When the eligible patient population can be defined appropriately, process measures are typically insensitive to differences in case mix and severity of illness [1, 2628]. However, outcome measures of quality such as rates of in-hospital mortality (as used in this study for testing construct validity) require adequate risk adjustment to allow for fair and accurate comparisons across hospitals [27, 2932]. Administrative data is the most accessible comparative database for examining all patients admitted to a hospital and therefore is an important source of data for quality measurement [33]. However, administrative data sets often lack the richness of clinical data sources and they do not typically include physiologic measures of illness severity that can be used for adjustment when making comparisons across hospitals. While it is clear that physiologic measures of illness severity can provide a more nuanced adjustment for differences in case-mix related to illness severity, it is unclear how much these measures add or subtract to adjustments made using demographic and clinical variables as done commonly in other studies of variation in care [16, 20]. The variables used to adjust for differences in case-mix when measuring surfactant use and in-hospital mortality in this study included an available subset of the demographic variables used in other studies. This specific combination of variables may not have fully accounted for differences in case-mix across hospitals and for differences in severity of illness; therefore, some of the variation we observed may be attributed to residual differences in case mix that were unaccounted for by our adjustment model. Future efforts to use administrative data to measure neonatal quality will need to first focus on developing valid risk adjustment models. More refined neonatal risk adjustment models are currently under development for use with the PHIS database (personal communication Matt Hall, CHCA).

Many neonatal quality measures are complicated by the impact of patient transfers between hospitals, which is a common occurrence in neonatal and perinatal care [15]. For example, development of valid measures of antenatal steroid use in eligible pregnant women is complicated by the fact that steroids may be given in multiple settings including outpatient clinics and referring hospitals. Measuring surfactant use in infants with RDS is similarly complicated. We do not have information on whether infants received surfactant at an outside hospital prior to transfer. In both our initial analysis and in sensitivity analyses, results were not affected by the day of life when the infant was admitted, making it less likely that receipt of surfactant at an outside hospital influenced whether the infant was truly eligible for surfactant. However, it is possible that variation in surfactant use across hospitals actually reflects differences the care provided before transfer, instead of differences in the quality of care provided by the accepting facility. Future efforts to develop neonatal process measures of quality will likely need to focus on aspects of care that clearly occur at a single location or on developing accurate ways to assess and attribute care provided across multiple locations.

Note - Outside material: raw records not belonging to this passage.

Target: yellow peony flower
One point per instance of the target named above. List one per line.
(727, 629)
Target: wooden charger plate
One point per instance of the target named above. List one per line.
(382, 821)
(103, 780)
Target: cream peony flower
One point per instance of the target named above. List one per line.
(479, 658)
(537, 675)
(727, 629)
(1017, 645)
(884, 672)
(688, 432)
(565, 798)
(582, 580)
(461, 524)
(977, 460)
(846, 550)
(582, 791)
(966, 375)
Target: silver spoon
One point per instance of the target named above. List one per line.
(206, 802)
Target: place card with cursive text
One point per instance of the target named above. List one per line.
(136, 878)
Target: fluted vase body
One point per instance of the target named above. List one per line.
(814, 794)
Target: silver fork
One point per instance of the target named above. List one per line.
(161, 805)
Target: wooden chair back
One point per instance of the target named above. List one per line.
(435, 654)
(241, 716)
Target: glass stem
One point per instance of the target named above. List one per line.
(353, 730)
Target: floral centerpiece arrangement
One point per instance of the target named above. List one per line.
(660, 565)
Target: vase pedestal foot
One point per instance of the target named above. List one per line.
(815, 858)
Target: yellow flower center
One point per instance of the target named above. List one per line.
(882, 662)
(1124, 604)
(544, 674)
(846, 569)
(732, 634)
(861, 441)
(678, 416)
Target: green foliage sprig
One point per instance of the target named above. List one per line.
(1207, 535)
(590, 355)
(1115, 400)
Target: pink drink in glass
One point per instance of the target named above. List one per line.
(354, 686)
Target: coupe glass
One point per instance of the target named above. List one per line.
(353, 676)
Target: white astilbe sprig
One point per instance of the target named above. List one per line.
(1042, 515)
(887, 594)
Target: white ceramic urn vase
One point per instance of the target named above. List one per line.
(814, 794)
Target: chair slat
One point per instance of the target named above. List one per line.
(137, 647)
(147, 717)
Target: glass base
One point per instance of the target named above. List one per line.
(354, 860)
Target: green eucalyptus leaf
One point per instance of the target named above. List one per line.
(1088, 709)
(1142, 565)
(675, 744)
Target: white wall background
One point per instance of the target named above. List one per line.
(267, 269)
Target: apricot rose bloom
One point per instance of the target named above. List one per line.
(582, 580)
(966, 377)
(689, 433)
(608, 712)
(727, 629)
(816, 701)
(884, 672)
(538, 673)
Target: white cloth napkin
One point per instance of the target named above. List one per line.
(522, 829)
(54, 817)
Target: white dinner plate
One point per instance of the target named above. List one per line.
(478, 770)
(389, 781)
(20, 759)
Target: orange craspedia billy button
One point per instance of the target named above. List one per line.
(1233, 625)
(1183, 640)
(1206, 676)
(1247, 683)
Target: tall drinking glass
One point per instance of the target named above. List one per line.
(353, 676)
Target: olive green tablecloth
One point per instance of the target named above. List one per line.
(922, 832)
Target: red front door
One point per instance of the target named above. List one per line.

The hospitals that submit data to PHIS are mainly academic children's hospitals. Academic hospitals may vary in their quality of care compared to non-academic hospitals. In addition, we excluded centers with <40 eligible infants in the study period. These smaller NICUs may be less likely to provide high quality care compared to larger NICUs [1618]. Therefore, additional efforts are needed to generalize these results and to understand how potential quality measures perform in non-academic or smaller NICUs.

Conclusions

Our study was among the first to use administrative data to examine a process measure reflecting neonatal quality of care. While results were encouraging, challenges defining RDS using administrative data, ensuring adequate risk adjustment, and accounting for care received prior to transfer, did not allow us to draw definitive conclusions about the suitability of rates of surfactant use in infants 30 to 34 weeks' gestation with RDS as a quality indicator. More studies aimed at developing valid and reliable quality measures are needed in order to provide neonatologists with tools to understand and improve the care they provide.